As the Brexit clock counts down to what's shaping up to be an annus horribilis in 2019, all sides are finally shaping up their stitched-together plans for the days and months after March.
Aviation is still an area that hasn't dominated the headlines in the same way as the Border issue, but it's just as vital for the business community.
EU airlines can fly anywhere in the Union, and onwards, under the current Open Skies agreement but a long-term replacement under a no-deal Brexit hasn't been thrashed out to ensure connections between UK airports and those in member states.
And in a no-deal the likes of British Airways may face issues as an airline can only operate in Europe if at least half of its shares are held within the EU. It's been reported that parent group IAG - headquartered in Spain - is in talks with the Spanish government about what to do.
Here at home, Shannon Group, which operates Shannon Airport, has raised its own concerns. Unlike Cork, which has connections to the EU via Paris, or Dublin, which has numerous EU hub links, Shannon has just one major hub connection: London Heathrow. Shannon Group issued a statement last week, calling on Government to support it "in safeguarding EU connectivity for the Mid-West and Western regions".
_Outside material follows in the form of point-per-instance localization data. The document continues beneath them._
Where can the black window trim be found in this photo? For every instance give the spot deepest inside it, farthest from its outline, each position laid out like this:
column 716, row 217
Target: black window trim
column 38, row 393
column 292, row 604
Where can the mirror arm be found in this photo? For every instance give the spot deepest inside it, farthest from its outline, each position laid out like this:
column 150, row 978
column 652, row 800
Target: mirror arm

At present, the European Commission line is that UK airlines will continue to fly to and from member states after March 31 - as long as those airlines satisfy EU ownership requirements
"All of it looks very interim which is one of the challenges, and what it looks like in the longer term is anyone's guess," Andrew Murphy, MD of Shannon Group, told the Sunday Independent. On aviation, he fears "where in the pecking order is this?"
"The key piece for us in the whole Brexit debate is it's a once in a lifetime economic event and we think on that basis the west of Ireland needs to be considered in terms of connectivity," he added.
"One of the challenges is that geographically we're another half an hour from Dublin, which is a lot more fuel, and equally we're competing against airports which might only be an hour from Paris or Amsterdam - the key hubs.
"We're on an unlevel playing field to some extent - and in the normal events we keep going, but Brexit is different, particularly with the companies here that need to do business. It's an economic story rather than a Shannon airport story." His major concern in the longer term is that the connecting process through Heathrow will "become more burdensome for travellers", making it a "less-viable option". Shannon is looking at a twin-track approach - safeguarding connectivity to the EU via London, and attracting new direct services to an EU hub, such as Amsterdam or Paris.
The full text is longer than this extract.